Sexo no isolamento social
Sexo no isolamento social - Foto: Vlad Orlov

Durante o bloqueio do coronavírus no Reino Unido, a maioria dos homens gays e bissexuais parou de fazer sexo casual e dois terços dos usuários de PrEP interromperam a PrEP, segundo pesquisa.

Mas um quarto deles teve algum sexo casual e há indícios de que um número cada vez maior de homens se envolverá nas próximas semanas, diz artigo do AIDSMap. A pesquisa, sobre os comportamentos sexuais dos usuários de aplicativos durante o bloqueio, foi realizada pela Universidade de Westminster, pela Escola de Higiene e Medicina Tropical de Londres e outras.

Seus resultados intermediários são de 1386 homens gays ou bissexuais que completaram a pesquisa entre 17 de abril e 8 de maio; dados de outros participantes, incluindo entrevistados trans e não binários, serão relatados posteriormente.


A amostra foi recrutada por meio do aplicativo gay Grindr, mídia social, redes de pesquisadores e organizações comunitárias. Os entrevistados gays e bissexuais eram predominantemente brancos (85%) e tinham idade média de 36 anos. Cerca de 12% foram diagnosticados com HIV.

Quase um terço vivia por conta própria durante o bloqueio. Um quinto estava morando com pais ou familiares, um quinto com um parceiro romântico e quase um quarto com colegas de casa.

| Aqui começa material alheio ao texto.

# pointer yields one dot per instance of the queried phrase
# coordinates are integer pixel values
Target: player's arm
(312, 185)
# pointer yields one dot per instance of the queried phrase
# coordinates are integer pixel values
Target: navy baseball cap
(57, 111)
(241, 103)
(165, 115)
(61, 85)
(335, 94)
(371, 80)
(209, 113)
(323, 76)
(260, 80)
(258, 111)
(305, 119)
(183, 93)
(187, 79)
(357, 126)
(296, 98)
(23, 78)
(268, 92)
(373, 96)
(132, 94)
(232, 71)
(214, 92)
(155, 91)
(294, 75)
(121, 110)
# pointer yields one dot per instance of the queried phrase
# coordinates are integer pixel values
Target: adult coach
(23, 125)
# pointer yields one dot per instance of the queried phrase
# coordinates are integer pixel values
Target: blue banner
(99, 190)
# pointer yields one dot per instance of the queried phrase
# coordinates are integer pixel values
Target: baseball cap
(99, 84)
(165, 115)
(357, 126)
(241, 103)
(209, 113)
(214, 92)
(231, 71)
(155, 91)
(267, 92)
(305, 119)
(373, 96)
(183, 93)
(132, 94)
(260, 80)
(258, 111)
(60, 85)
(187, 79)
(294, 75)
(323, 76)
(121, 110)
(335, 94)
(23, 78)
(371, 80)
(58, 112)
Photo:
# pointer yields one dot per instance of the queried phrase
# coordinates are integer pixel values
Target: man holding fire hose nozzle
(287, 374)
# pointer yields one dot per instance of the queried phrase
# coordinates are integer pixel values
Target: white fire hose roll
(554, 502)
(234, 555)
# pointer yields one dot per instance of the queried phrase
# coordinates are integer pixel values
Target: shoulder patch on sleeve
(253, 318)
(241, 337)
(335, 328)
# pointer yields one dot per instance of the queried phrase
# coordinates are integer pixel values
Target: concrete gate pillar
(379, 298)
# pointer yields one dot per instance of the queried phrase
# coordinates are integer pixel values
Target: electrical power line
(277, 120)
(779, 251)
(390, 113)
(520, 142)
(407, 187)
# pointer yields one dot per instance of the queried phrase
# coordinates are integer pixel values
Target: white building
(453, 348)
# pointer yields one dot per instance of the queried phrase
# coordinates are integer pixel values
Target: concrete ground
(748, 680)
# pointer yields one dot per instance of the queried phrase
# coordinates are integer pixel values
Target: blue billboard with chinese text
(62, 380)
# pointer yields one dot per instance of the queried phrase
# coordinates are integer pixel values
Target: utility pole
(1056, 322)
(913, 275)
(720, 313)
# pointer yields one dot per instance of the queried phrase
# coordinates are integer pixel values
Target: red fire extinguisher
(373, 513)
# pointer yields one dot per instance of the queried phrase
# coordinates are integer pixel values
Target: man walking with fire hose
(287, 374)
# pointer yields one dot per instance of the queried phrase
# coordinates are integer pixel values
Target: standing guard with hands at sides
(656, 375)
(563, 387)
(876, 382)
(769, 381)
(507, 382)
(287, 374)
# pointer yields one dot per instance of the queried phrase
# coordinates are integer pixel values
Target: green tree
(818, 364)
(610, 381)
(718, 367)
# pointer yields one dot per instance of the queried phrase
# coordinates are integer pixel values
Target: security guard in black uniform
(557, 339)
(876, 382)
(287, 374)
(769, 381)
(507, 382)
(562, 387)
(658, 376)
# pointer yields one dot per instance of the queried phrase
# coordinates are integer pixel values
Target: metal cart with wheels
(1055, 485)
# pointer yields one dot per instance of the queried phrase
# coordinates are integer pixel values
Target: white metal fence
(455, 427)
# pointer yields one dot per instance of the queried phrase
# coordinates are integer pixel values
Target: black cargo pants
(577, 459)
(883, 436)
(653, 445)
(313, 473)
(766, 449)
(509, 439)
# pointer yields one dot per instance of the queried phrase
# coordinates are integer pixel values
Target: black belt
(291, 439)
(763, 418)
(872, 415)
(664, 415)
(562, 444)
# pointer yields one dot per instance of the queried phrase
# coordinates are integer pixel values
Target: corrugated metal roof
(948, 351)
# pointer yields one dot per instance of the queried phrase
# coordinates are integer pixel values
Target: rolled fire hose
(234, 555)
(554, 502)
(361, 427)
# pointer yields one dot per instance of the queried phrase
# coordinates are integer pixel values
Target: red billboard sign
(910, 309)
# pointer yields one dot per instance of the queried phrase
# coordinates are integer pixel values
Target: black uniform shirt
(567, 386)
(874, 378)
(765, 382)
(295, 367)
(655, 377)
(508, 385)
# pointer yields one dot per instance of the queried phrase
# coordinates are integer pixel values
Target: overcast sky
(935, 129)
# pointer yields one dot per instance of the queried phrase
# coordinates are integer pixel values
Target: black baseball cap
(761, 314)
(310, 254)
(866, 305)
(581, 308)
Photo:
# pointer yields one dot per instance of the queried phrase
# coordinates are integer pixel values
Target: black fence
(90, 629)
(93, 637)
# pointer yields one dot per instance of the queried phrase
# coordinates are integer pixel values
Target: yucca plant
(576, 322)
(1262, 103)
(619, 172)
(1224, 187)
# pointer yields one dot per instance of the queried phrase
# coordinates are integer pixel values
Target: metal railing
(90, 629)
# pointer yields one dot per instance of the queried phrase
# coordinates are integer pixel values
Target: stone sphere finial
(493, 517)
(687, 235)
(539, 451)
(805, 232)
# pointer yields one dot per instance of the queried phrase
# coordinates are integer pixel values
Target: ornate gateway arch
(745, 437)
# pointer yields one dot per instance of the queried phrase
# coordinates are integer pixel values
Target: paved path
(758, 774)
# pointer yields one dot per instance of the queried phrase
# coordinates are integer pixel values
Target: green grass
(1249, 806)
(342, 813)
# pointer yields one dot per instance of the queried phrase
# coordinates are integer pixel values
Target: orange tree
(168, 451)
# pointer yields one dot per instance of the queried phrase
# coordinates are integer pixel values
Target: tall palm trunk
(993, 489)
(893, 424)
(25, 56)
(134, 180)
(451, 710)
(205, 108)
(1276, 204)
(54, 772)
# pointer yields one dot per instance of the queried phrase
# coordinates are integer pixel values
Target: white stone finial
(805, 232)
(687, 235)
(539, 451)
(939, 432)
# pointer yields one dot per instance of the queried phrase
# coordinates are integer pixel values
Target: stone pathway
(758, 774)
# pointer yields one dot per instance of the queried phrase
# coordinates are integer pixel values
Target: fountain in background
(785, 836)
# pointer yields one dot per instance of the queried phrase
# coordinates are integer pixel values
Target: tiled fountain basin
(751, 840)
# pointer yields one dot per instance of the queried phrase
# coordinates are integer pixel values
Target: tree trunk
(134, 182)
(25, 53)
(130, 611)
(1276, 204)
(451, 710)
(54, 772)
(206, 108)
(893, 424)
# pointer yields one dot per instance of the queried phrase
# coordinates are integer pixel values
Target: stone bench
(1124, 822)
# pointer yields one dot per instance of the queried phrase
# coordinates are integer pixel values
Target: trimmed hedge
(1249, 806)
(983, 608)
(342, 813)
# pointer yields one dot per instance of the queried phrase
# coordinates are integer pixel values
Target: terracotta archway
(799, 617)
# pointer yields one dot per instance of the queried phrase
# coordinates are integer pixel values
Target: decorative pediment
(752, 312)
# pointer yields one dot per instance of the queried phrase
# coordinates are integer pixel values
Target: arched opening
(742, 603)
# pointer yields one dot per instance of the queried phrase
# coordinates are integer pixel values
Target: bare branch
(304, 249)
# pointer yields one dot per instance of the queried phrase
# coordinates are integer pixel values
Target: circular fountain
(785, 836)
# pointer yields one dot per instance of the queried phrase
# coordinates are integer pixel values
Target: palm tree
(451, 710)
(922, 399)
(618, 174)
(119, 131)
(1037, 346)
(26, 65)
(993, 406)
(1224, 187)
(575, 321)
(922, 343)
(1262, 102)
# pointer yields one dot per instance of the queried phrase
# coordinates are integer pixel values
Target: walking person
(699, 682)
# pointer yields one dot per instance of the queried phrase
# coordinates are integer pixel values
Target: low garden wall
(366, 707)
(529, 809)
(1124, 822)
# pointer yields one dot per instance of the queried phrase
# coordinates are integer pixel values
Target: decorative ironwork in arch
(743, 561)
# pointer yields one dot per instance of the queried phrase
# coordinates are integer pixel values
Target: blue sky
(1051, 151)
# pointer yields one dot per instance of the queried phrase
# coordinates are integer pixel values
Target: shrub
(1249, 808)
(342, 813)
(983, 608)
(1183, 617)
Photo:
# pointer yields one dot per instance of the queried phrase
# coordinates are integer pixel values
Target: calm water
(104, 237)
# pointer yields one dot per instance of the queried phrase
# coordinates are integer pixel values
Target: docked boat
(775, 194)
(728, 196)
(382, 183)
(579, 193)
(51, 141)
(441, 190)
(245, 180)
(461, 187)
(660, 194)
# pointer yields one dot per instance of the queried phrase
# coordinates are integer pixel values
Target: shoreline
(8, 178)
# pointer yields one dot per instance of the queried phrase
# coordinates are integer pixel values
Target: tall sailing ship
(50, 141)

Enquanto dois terços eram solteiros, 8% relataram estar em um relacionamento monogâmico, 16% em um relacionamento aberto e 8% disseram que seu status de relacionamento “é complicado”. Quase 60% dos entrevistados com um parceiro sexual principal disseram que não podiam estar com ele desde que o distanciamento social começou em março.

Durante o confinamento, 24% fizeram sexo casual. Para metade desses homens, havia sido apenas com um parceiro, embora houvesse 5% da amostra com mais de cinco parceiros casuais. Solidão e necessidade de contato físico íntimo foram razões importantes para fazer sexo.

Questionados sobre quanto tempo eles poderiam evitar o sexo casual por causa do coronavírus, 57% pensaram que isso poderia durar até seis meses. Cerca de 10% disseram que pensavam que seriam capazes de abster-se por até quatro semanas e 30% por até três meses.

Trinta por cento dos entrevistados fizeram a PrEP antes do surto de coronavírus e, destes, dois terços interromperam o uso regular da PrEP. O motivo mais comum para a interrupção da PrEP foi não fazer sexo durante esse período.

A incapacidade de acessar a PrEP era incomum: menos de 5% dos entrevistados não conseguiam acessar a PrEP em sua clínica de teste IMPACT habitual e menos de 5% relataram problemas ao acessar a PrEP on-line.

Embora as diretrizes atuais de saúde pública tornem ilegal fazer sexo em casa com um parceiro casual, os resultados da pesquisa sugerem que a demanda por serviços de saúde sexual provavelmente aumentará nas próximas semanas.

“À medida que as restrições sociais diminuem, é altamente provável que um número crescente de homens que fazem sexo com homens reinicie a atividade sexual com parceiros casuais”, comentou Charlie Witzel, da Escola de Higiene e Medicina Tropical de Londres.

“Nossa pesquisa mostra que estamos chegando ao ponto no tempo em que muitos sentiram que sua capacidade de se abster diminuiria. A criminalização do sexo, apesar de praticamente inexequível, também pode impedir as pessoas de acessar os cuidados de saúde sexual durante a pandemia”.